I assumed that this was because of all of the post-trial finagling that goes on. I was wrong. After reviewing data from state reports, Amnesty International concluded that “the greatest costs associated with the death penalty occur prior to and during trial, not in post-conviction proceedings. Even if all post-conviction proceedings (appeals) were abolished, the death penalty would still be more expensive than alternative sentences.”

The numbers associated with jail time are just as large. In terms of dollars spent behind bars, the California Commission found that “the additional cost of confining an inmate to death row, as compared to the maximum security prisons where those sentenced to life without possibility of parole ordinarily serve their sentences, is $90,000 per year per inmate. With California’s current death row population of 670, that accounts for $63.3 million annually.” Since that statement, California’s death row has grown to 721, the largest in the country.

The story is the same in North Carolina. A 2010 Duke University study found that taxpayers in the Tarheel State could save $11 million a year by substituting life in prison for the death penalty.

The numbers are even more dramatic in Garden State. Prior to the abolishing the death penalty in the state, a report by New Jersey Policy Perspectives found that “New Jersey taxpayers over the last 23 years have paid more than a quarter billion dollars on a capital punishment system that has executed no one.”

But the end result is worth it, right?

Maybe not. At least ten states, including Florida, Texas and California, have been forced to release prisoners early because of overcrowding – all of those states have expensive death penalty programs. Budgetary restraints have resulted in shortened sentences (some as low as 20%) and lay-offs of corrections officers inside prisons, as well as reduced numbers of police officers on the streets. More telling, in one Washington county, Prosecutor Dan Satterberg was forced to eliminate the jobs of 36 prosecutors since 2008 – all while the cost of defending two active capital cases escalated.

Who pays those costs? You and I. State and local governments typically bear the burden of paying to pursue death penalty cases – and that means tax dollars. Even prosecutors agree that those costs aren’t always worth it.

Raising taxes to pay for death penalty prosecutions isn’t going to win over many taxpayers even though such increases have happened in some counties (as it did notoriously in Lincoln County, Georgia). However, the alternatives – cutting police or releasing prisoners early –are hardly appealing.
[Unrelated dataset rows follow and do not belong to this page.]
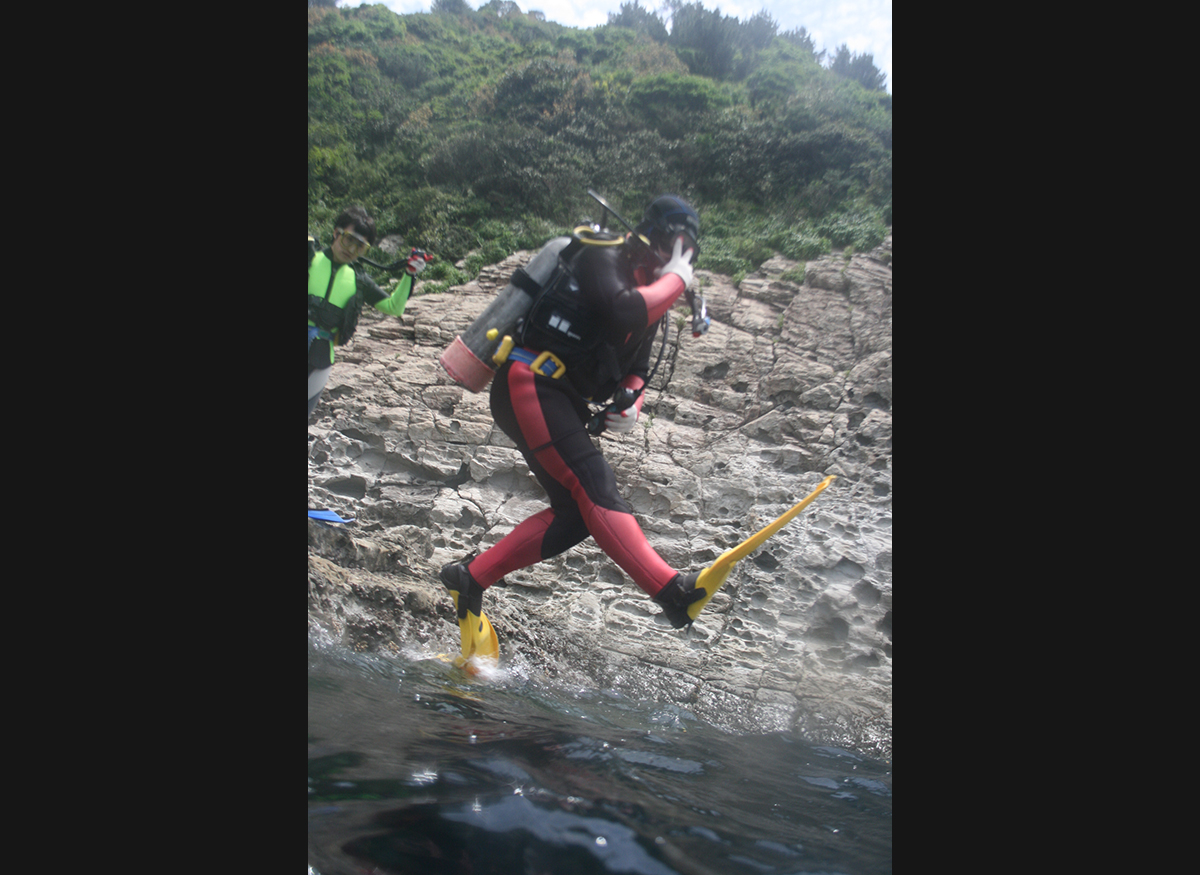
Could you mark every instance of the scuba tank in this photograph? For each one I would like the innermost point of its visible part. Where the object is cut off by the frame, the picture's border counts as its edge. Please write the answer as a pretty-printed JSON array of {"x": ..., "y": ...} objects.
[{"x": 469, "y": 359}]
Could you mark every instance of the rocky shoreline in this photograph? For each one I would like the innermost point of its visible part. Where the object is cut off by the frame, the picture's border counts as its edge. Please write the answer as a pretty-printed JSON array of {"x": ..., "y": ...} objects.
[{"x": 792, "y": 383}]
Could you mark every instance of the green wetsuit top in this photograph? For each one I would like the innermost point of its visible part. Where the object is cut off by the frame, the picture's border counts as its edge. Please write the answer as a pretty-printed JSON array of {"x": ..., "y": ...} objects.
[{"x": 340, "y": 283}]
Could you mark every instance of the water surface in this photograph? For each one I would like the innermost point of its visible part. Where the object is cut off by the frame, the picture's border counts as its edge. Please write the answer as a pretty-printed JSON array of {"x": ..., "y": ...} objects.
[{"x": 415, "y": 768}]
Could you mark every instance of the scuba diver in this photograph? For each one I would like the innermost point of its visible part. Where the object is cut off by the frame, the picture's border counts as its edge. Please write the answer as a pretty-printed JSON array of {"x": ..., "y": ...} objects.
[
  {"x": 336, "y": 292},
  {"x": 593, "y": 345}
]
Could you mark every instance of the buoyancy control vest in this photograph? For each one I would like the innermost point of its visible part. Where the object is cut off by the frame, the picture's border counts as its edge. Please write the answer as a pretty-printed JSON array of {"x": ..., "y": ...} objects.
[
  {"x": 559, "y": 322},
  {"x": 334, "y": 301}
]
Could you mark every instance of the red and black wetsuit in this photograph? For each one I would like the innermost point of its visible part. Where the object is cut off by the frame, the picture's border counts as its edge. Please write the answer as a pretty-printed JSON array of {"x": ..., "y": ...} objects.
[{"x": 546, "y": 418}]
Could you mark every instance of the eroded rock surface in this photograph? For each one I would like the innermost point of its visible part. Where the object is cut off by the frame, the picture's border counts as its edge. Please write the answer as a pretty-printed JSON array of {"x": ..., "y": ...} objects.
[{"x": 792, "y": 383}]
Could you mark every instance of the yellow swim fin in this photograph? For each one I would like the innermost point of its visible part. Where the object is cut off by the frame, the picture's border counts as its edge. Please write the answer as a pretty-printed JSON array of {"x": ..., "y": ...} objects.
[
  {"x": 478, "y": 637},
  {"x": 713, "y": 576}
]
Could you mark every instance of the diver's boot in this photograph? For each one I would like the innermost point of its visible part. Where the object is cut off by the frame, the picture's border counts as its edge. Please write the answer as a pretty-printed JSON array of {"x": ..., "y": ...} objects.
[
  {"x": 676, "y": 595},
  {"x": 466, "y": 592},
  {"x": 478, "y": 636}
]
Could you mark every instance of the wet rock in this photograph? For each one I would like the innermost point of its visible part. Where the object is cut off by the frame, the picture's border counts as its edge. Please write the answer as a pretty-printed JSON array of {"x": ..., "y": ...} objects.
[{"x": 792, "y": 383}]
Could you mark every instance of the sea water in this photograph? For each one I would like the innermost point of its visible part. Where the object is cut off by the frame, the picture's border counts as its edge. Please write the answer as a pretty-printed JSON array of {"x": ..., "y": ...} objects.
[{"x": 417, "y": 768}]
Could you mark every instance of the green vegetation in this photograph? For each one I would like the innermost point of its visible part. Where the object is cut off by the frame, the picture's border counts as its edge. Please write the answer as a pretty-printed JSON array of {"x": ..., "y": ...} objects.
[{"x": 475, "y": 133}]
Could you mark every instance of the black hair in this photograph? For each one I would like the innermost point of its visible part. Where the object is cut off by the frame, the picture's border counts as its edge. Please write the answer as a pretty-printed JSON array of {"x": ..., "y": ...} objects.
[{"x": 357, "y": 220}]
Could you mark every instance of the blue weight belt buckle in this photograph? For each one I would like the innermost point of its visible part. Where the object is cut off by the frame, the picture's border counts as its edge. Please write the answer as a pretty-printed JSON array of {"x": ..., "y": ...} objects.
[{"x": 538, "y": 361}]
http://www.forbes.com/sites/kellyphillipserb/2011/09/22/death-and-taxes-the-real-cost-of-the-death-penalty/

Additionally, you speak of supporting these people for the rest of their lives and bring up the point there are a lot of other criminals imprisoned that do not deserve to live. If a person has a life in prison, it's pretty certain that person committed a horrible crime(unless an innocent person was found guilty and that happens). However, we don't kill everyone who has committed heinous crimes, and we support those people for the rest of their lives. Now we could expand the death penalty to the people serving life who commmitted violent crimes, but that would be a lot of people the state would be killing. I'm not comfortable with that. It becomes pretty subjective on who lives and who dies. Plus, you consider what I posted above about increased costs, and it wouldn't be cost efficient.

Many of the people executed have been in prison for many years without incident. It seems to me to be ridiculous to pull them out and kill them. Keep them in their isolated confinement for their rest of their lives. Now of course I brought up exceptions to that above. However, I'm a big believer that God created life, and God should take it.